Conferences are fabulous things that allow agents, editors, and authors to collide in cosmically-perfect deliciousness. We are there for the authors – on call 24-3 (most conferences are about 3 days long). Additionally, authors can pitch their ideas and books to us in a more formal setting. The downside is that they’re timed and range from 10 down to 3 minutes. THREE MINUTES. Gah.

So how do you cram your fabulosity into 3 steenkin’ minutes? Clarity and brevity are your best friends. Most conferences send out advice to those who are doing pitches, but I thought I’d pass along some of my observations that may enhance authors’ Slobbery Factor. And keep in mind, this doesn’t pertain strictly to conferences, but anywhere you find yourself talking/pitching your book.


Rarely are authors trained actors, so it’s impossible to sound natural while reciting your pitch. Because you’re reciting, you’re not engaging with me, and I want to get a feel for you and your story. Instead, I can almost see your brain kicking into high gear in order not to miss a single point. Your focus is on not screwing up, not on engaging me.

Whether it’s at a writer’s conference, a bar, or hanging out in your backyard, the idea is to connect with the person you’re talking to, and memorizing your pitch creates a barrier that’s hard to penetrate. I found this when I stopped authors in mid-pitch to get clarification on a point. My interruption threw them off, and I felt terrible for causing them to stumble around while mentally trying to remember where they’d left off. It was all very unnatural.

Hook – That One-Sentence Piece of Loveliness

A little tool that may help you is relying on your hook to do the enticing. I found myself asking many times over the weekend, “What’s your hook?”…meaning, what is the main pulling feature to the story? Puzzled as to what I was asking, authors gave their full pitch, and neglected to include the compelling elements that would pull me into their story.

In the world of publishing, less is better. If you’re taking five, ten, fifteen minutes to explain your story (which happens a lot), then I’m searching my purse for a rope and checking out the ceiling rafters.The idea is to get people asking for more, not looking for a way to check out on a permanent basis.

If you keep your hook to one sentence, then you’re inviting people to lean and and ask for more.

Example of a miss:

Janie works in a science lab and sees firsthand how hilarious and poignant her experiences are when working with patients.

The problem is those hilarious and poignant stories are the hook, and that is what’s missing here. The author has reduced her character to a one-dimensional chess piece who is simply moving around those stories. Nothing compelling here. It’s a pass.

Example of a hit:

A reluctant romance publisher works overtime to protect the identity of her newest author, an internationally known legal thriller, from a nosy book reviewer desperate for a juicy story in order to save his own career.

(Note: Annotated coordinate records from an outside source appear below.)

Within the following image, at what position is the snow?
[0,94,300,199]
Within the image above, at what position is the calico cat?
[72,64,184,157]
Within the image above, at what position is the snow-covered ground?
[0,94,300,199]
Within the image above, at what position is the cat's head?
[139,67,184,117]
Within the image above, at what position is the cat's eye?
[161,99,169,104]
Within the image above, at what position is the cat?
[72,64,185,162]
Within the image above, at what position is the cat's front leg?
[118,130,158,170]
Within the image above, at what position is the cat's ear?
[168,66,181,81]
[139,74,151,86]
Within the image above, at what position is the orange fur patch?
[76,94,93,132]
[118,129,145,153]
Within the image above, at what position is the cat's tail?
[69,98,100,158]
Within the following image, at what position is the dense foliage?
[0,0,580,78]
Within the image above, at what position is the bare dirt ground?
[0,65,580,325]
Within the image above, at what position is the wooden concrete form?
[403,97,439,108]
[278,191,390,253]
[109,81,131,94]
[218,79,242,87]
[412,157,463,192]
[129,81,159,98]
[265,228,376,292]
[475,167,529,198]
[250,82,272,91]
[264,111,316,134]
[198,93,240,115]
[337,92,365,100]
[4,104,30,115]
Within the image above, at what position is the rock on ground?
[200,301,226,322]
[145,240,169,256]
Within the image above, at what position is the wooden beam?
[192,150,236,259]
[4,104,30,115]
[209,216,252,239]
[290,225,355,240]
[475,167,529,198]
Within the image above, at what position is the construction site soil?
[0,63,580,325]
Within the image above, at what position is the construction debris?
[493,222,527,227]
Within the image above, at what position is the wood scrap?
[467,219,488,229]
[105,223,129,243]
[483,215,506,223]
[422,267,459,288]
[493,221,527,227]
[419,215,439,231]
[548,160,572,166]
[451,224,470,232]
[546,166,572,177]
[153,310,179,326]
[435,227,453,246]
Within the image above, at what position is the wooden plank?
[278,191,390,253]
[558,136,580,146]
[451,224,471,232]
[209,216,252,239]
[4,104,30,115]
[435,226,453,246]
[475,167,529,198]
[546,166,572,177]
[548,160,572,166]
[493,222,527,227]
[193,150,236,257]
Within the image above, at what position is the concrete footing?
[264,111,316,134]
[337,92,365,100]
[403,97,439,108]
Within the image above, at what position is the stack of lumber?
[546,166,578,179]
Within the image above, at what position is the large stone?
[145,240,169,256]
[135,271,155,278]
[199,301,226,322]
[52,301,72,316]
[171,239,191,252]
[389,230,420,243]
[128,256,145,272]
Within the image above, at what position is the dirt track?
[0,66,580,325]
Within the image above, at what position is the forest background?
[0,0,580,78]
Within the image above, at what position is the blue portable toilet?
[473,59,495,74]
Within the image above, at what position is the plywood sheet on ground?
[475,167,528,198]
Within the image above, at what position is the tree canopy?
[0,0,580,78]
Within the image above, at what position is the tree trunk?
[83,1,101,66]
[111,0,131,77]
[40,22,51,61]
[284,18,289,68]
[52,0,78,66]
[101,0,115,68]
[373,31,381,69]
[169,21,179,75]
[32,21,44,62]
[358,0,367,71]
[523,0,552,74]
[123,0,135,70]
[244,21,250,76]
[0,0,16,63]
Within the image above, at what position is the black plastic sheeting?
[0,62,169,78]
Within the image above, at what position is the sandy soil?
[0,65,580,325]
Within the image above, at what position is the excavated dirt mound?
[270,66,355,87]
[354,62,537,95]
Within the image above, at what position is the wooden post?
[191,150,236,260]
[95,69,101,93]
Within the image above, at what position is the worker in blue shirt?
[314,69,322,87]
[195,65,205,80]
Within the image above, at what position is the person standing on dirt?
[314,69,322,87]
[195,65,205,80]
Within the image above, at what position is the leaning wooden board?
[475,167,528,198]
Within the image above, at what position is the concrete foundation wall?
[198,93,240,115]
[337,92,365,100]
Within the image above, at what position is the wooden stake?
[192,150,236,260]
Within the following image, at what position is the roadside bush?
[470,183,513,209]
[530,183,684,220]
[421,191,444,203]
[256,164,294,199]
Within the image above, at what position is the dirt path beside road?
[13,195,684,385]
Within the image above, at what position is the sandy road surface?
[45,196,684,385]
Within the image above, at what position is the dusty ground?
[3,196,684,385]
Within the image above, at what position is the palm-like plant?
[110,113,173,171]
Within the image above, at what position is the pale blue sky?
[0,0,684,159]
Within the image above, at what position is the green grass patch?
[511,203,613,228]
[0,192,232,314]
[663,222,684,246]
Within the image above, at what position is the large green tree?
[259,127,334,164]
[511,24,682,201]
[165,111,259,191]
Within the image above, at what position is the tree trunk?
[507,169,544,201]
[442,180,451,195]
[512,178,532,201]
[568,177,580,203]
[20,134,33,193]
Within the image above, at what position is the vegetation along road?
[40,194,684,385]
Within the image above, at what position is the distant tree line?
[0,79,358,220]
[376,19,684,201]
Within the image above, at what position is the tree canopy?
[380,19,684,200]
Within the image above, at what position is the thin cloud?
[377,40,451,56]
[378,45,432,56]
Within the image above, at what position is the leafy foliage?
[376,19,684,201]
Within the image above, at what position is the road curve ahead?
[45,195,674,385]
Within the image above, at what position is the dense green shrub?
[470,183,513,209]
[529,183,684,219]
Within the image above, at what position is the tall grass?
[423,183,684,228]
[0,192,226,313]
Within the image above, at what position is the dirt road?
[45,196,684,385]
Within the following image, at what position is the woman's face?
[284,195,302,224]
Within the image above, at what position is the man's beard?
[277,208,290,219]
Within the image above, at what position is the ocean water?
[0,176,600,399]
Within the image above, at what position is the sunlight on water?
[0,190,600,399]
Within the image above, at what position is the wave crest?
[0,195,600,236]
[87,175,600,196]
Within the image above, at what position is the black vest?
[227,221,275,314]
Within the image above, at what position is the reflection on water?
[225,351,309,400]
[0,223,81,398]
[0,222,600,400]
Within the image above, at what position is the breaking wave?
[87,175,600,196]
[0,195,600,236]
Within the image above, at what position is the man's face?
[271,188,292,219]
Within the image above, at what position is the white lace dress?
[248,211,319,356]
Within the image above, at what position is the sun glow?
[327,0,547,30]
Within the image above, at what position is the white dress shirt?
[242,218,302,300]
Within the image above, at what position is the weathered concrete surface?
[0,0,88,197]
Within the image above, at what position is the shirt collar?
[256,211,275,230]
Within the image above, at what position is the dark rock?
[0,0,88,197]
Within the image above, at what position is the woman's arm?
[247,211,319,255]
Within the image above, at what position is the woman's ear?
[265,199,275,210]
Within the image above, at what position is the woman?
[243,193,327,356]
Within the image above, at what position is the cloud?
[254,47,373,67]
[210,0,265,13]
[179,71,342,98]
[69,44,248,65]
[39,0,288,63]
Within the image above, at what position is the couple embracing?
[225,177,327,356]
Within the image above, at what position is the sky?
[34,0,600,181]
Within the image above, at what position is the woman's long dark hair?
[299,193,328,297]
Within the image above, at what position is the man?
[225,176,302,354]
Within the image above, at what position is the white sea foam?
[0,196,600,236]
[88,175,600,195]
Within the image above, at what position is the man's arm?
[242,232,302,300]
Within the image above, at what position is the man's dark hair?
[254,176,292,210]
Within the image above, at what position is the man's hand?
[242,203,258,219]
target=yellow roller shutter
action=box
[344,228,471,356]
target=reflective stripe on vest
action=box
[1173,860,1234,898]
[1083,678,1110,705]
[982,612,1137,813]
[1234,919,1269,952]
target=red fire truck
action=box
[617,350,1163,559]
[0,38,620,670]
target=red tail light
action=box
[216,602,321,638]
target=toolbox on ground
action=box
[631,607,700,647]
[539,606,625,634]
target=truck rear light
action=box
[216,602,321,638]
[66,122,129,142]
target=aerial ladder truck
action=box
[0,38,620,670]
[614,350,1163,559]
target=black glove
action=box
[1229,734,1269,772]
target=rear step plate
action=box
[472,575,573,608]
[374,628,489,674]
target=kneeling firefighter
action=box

It’s a very quick overview. If you spice it up with adjectives, then you have the building blocks for the other guy to ask for more.

  • What made the publisher reluctant?
  • Why does she have a famous legal thriller author as one of her romance writers? Ooo…a book reviewer is desperate to save his own job and is looking for a juicy story…yes, yes, tell me more.

My book is a movie just waiting to happen”

I winced when several authors said this before I had any inkling of what their story was about. All authors believe their books would make a great movie…tell me something I don’t know. This isn’t a selling point. Your story is, so focus on that. If at some point there is an offer for movie rights on your book, I’ll toast to your awesomeness and pray you remember us little people.

Character-driven stories – lead with that

Seconds before the dinger rang, I concluded an author’s story was character-driven instead of plot-driven. I suggested she lead with that because her characters are the hook. If she can convey the deliciousness of her characters, then I’ll likely follow her into the gates of hell.

Is your story character-driven? If so, think about focusing on the personal characteristics that will naturally draw us in.


Twist McPherson’s public recommendation that her ex business partner go screw himself intersected nicely with her desire to enjoy her permanent hiatus from the rat race, free-flowing Harvey Wallbangers, and basking in the sun. Navigating the helm of Dirty Little Secrets Publishing while herding five saucy writers and one reluctant internationally famous legal thriller was never a part of the plan.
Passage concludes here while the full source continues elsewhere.